Abstract
Background:
Findings of ectopic hepatocellular carcinoma (EHCC) have been rarely documented. Complicated clinical features and unpredictable medical prognosis make diagnosis and treatment difficult.
Case Presentation:
We reported a 59-year-old male patient who came to the hospital with epigastric discomfort and regurgitation of gastric acid. An enhanced CT scan revealed a 1.8 cm × 1.4 cm mass in the tail of pancreas without any positive finding in the liver. Postoperative MRI scan was performed but did not reveal any evidence of hepatic tumor. The tumor was resected in toto. Meanwhile, a 1 cm × 1 cm mass in the body of the stomach was found that was removed simultaneously. Histopathology showed that the pancreatic tumor was ectopic hepatocellular carcinoma (EHCC), and that the gastric nodule was gastrointestinal stromal tumor (GIST). The patient had an uneventful postoperative recovery. He has been living without recurrence for over 7 years since surgery.

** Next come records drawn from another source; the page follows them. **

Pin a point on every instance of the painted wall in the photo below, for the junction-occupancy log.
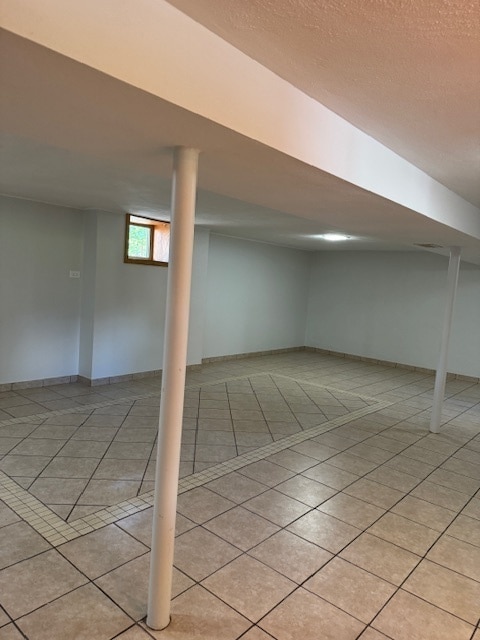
(39, 302)
(256, 297)
(246, 297)
(123, 305)
(390, 306)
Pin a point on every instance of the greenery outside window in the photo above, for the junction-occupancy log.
(147, 241)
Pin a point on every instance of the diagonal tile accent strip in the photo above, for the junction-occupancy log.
(56, 531)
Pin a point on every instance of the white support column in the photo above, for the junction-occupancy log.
(173, 385)
(441, 376)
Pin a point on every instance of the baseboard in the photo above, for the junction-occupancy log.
(95, 382)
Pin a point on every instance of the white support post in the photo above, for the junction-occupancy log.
(173, 385)
(441, 375)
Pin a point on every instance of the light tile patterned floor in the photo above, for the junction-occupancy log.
(322, 506)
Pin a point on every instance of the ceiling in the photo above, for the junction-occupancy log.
(404, 72)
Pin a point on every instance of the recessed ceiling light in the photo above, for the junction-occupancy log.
(428, 245)
(334, 237)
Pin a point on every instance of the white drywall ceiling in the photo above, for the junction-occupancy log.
(77, 137)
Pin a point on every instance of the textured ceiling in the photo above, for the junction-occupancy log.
(404, 72)
(407, 72)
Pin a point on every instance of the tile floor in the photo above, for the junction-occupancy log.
(322, 506)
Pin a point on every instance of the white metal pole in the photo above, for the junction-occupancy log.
(441, 376)
(173, 385)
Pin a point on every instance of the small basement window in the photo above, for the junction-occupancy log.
(147, 241)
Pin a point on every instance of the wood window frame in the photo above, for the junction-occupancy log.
(156, 227)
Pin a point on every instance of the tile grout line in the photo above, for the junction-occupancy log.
(57, 531)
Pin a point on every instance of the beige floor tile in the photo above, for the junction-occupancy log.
(101, 492)
(236, 487)
(372, 634)
(389, 446)
(214, 437)
(404, 533)
(351, 510)
(127, 586)
(4, 619)
(201, 504)
(255, 633)
(406, 617)
(147, 434)
(215, 553)
(328, 532)
(18, 541)
(393, 478)
(7, 516)
(457, 555)
(442, 496)
(129, 450)
(315, 450)
(293, 557)
(416, 468)
(139, 525)
(82, 614)
(463, 467)
(359, 593)
(310, 492)
(331, 439)
(65, 467)
(472, 509)
(198, 615)
(101, 551)
(34, 582)
(353, 463)
(241, 528)
(374, 493)
(381, 558)
(38, 447)
(423, 512)
(331, 476)
(455, 481)
(417, 452)
(81, 512)
(249, 586)
(292, 460)
(29, 466)
(10, 632)
(276, 507)
(84, 449)
(306, 616)
(446, 589)
(266, 472)
(134, 633)
(110, 469)
(465, 528)
(55, 491)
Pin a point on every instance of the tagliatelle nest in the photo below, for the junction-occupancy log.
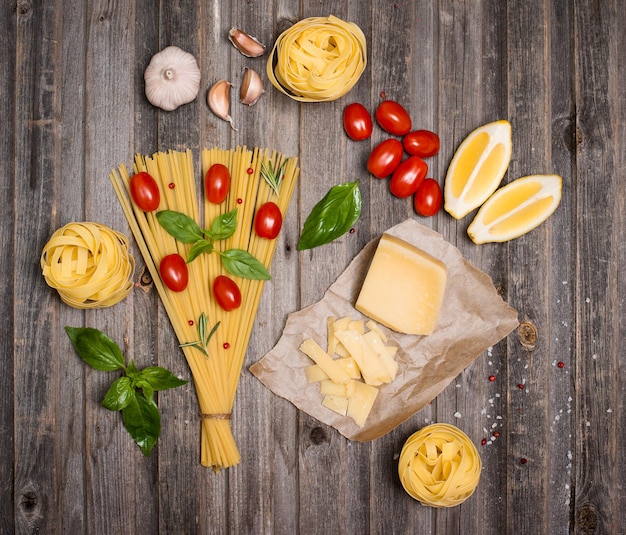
(439, 466)
(89, 265)
(318, 59)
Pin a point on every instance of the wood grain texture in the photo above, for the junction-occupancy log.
(73, 105)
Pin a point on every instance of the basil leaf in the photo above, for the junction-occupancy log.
(242, 264)
(223, 226)
(96, 348)
(160, 378)
(331, 217)
(199, 247)
(119, 395)
(143, 422)
(179, 225)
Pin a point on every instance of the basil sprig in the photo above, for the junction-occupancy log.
(236, 261)
(133, 393)
(332, 217)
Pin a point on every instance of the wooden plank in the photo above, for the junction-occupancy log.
(599, 238)
(8, 171)
(179, 459)
(109, 140)
(528, 366)
(36, 141)
(267, 425)
(561, 393)
(472, 75)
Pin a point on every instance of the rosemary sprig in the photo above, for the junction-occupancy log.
(203, 344)
(272, 176)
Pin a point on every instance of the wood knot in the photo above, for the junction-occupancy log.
(528, 335)
(29, 501)
(587, 519)
(23, 8)
(318, 436)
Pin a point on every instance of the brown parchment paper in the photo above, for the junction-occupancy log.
(473, 317)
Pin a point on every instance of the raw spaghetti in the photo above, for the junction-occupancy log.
(318, 59)
(439, 466)
(216, 376)
(88, 264)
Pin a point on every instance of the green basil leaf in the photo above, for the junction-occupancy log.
(143, 422)
(331, 217)
(199, 247)
(223, 226)
(119, 395)
(160, 378)
(179, 225)
(242, 264)
(132, 371)
(96, 348)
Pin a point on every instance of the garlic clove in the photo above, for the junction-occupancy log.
(246, 44)
(251, 87)
(218, 100)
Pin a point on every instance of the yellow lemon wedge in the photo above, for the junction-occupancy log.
(516, 209)
(477, 168)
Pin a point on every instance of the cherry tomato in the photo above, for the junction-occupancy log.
(217, 183)
(427, 199)
(423, 143)
(385, 158)
(174, 273)
(357, 122)
(268, 220)
(226, 293)
(145, 191)
(393, 118)
(408, 177)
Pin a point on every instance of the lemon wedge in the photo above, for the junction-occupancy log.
(477, 168)
(516, 209)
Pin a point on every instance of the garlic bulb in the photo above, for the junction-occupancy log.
(172, 78)
(251, 87)
(218, 100)
(246, 44)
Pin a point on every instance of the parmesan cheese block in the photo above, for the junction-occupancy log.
(403, 288)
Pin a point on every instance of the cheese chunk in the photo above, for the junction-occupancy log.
(403, 288)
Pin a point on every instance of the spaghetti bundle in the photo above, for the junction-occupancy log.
(318, 59)
(439, 466)
(216, 373)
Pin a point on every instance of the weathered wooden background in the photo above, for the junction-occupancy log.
(72, 107)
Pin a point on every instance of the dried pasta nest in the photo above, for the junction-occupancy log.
(318, 59)
(439, 466)
(89, 265)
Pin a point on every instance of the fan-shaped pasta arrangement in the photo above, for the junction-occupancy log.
(439, 466)
(88, 264)
(318, 59)
(214, 340)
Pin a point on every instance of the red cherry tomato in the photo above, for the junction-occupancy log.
(217, 183)
(423, 143)
(145, 191)
(174, 273)
(385, 158)
(268, 220)
(393, 118)
(427, 199)
(226, 293)
(408, 177)
(357, 122)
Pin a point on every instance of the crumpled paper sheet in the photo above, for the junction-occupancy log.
(473, 318)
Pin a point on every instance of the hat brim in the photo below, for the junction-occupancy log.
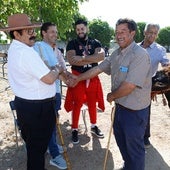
(37, 25)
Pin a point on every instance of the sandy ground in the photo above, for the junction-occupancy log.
(89, 154)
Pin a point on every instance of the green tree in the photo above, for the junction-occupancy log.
(61, 12)
(164, 37)
(101, 31)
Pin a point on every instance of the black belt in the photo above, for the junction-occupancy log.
(36, 101)
(123, 107)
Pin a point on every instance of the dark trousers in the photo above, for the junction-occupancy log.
(129, 128)
(147, 130)
(37, 121)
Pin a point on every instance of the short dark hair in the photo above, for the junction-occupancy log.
(132, 26)
(81, 21)
(45, 27)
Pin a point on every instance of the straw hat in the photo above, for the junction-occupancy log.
(19, 22)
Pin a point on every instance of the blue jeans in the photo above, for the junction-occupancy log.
(129, 129)
(53, 147)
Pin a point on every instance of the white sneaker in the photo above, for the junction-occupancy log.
(60, 148)
(59, 162)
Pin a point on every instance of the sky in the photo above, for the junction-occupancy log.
(138, 10)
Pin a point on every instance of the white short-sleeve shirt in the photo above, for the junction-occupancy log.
(25, 69)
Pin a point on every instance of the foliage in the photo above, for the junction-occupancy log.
(164, 37)
(60, 12)
(101, 31)
(71, 34)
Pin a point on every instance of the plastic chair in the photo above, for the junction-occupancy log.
(16, 123)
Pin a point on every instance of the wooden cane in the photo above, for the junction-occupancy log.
(62, 143)
(110, 132)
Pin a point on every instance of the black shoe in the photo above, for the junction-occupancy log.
(75, 138)
(147, 143)
(96, 131)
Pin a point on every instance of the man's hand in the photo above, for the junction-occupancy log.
(110, 97)
(72, 81)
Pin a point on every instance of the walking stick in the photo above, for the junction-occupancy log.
(62, 143)
(110, 132)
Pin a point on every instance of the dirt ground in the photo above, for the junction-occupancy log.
(89, 154)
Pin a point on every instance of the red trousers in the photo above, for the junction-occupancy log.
(80, 94)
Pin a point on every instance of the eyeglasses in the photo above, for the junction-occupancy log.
(31, 31)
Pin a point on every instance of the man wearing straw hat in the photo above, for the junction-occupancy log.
(33, 84)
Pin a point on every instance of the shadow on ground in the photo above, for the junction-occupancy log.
(87, 155)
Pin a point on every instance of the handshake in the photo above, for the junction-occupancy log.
(68, 78)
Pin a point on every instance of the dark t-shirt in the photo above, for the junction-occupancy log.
(87, 46)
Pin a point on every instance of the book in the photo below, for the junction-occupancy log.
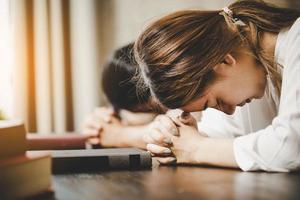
(12, 139)
(25, 175)
(56, 142)
(93, 160)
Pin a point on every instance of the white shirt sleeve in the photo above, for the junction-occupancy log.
(277, 147)
(217, 124)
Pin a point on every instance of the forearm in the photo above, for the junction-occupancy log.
(132, 136)
(216, 152)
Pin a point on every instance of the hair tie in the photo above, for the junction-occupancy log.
(228, 14)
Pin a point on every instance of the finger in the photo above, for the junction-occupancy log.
(91, 122)
(188, 119)
(166, 160)
(91, 132)
(157, 136)
(156, 149)
(148, 139)
(167, 135)
(94, 140)
(167, 125)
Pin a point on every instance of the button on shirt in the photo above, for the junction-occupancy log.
(267, 130)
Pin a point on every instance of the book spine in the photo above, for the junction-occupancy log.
(12, 141)
(98, 163)
(56, 142)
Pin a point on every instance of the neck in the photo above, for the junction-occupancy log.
(268, 43)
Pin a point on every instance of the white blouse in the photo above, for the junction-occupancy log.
(267, 131)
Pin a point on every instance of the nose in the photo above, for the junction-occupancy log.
(227, 109)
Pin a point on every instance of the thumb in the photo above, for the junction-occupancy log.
(188, 119)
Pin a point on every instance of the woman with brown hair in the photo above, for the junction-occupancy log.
(221, 59)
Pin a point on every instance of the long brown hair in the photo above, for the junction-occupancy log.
(177, 53)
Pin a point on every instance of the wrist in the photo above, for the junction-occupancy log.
(215, 152)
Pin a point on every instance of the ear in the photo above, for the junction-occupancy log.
(228, 62)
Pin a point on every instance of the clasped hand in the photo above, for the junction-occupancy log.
(174, 139)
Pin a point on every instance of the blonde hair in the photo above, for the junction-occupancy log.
(177, 53)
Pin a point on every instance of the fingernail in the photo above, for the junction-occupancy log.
(167, 151)
(174, 131)
(172, 159)
(167, 141)
(185, 115)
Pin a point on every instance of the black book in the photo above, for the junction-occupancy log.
(93, 160)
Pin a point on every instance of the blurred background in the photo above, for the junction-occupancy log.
(52, 53)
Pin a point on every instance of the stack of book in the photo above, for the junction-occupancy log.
(23, 174)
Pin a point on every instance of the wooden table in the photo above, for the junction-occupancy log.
(181, 182)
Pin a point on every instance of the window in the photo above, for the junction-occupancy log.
(6, 90)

Owing to our knowledge, this is the second-longest disease-free survival time for EHCC in the literature.
Conclusion:
Here, we present a rare case of EHCC in the pancreas, and review the current literature on EHCC. Operation was an effective treatment for patients with curable EHCC. EHCC with metastasis still needs more practice to improve the poor prognosis.
Introduction
The finding of ectopic liver accidentally happens in abdominal surgery and autopsy. It develops in various locations such as the gallbladder, intra-abdominal ligaments, omentum, peritoneum, retroperitoneum, and thorax (1–3). Nevertheless, lesions have a tendency to develop into hepatoma without mother liver malignancy. The underlying mechanism is unclear probably because of compromised vascular supply or biliary drainage (4).
The diagnosis of EHCC before a pathological result is complicated because of various clinical features. Blood tests and imaging cannot give a significant clue. At the same time, treatment for EHCC does not have a gold standard, and it still needs more practice. In this study, we report a rare case of a combination of ECHH and GIST, which were both successfully treated with tumor resection and 7 years follow-up without recurrence. After the case presentation section, a detailed literature review of EHCC was performed.
Case Presentation
A 59-year-old man visited our hospital with epigastric discomfort and regurgitation of gastric acid in April 2014. There were no remarkable findings in the past medical history. He denied alcohol and drug abuse history. The abdomen was soft and without palpable mass. Tests for hepatitis B virus and hepatitis C virus were negative. Other laboratory examinations were regular, including low levels of CEA, CA19-9, and AFP (AFP: 3.1 ng/ml, CEA: 5.3 ng/ml, and CA199: 12.7 U/ml). No significant indication was observed in hepatic function and routine blood examination. The contrast-enhanced computed tomography (CT) demonstrated a slight oval mass with irregular enhancement, which measured ~1.8 cm × 1.4 cm in the tail of pancreas. Moreover, impression of pancreatic duct dilation or stenosis was not detected by magnetic resonance imaging (MRI). By careful evaluation with the radiologist, there was no noticeable abnormality in the liver shown on CT. The postoperative contrast-enhanced magnetic resonance imaging (MRI) also confirmed the speculation on the hepatic condition (Figure 1).
Figure 1

The liver with standard size and shape on CT and MRI; there are no symptoms of liver cirrhosis that can be observed. (A) Abdominal CT scan. (B) MRI scan. A tiny oval and smooth tumor was shown in the enhanced CT scan (C).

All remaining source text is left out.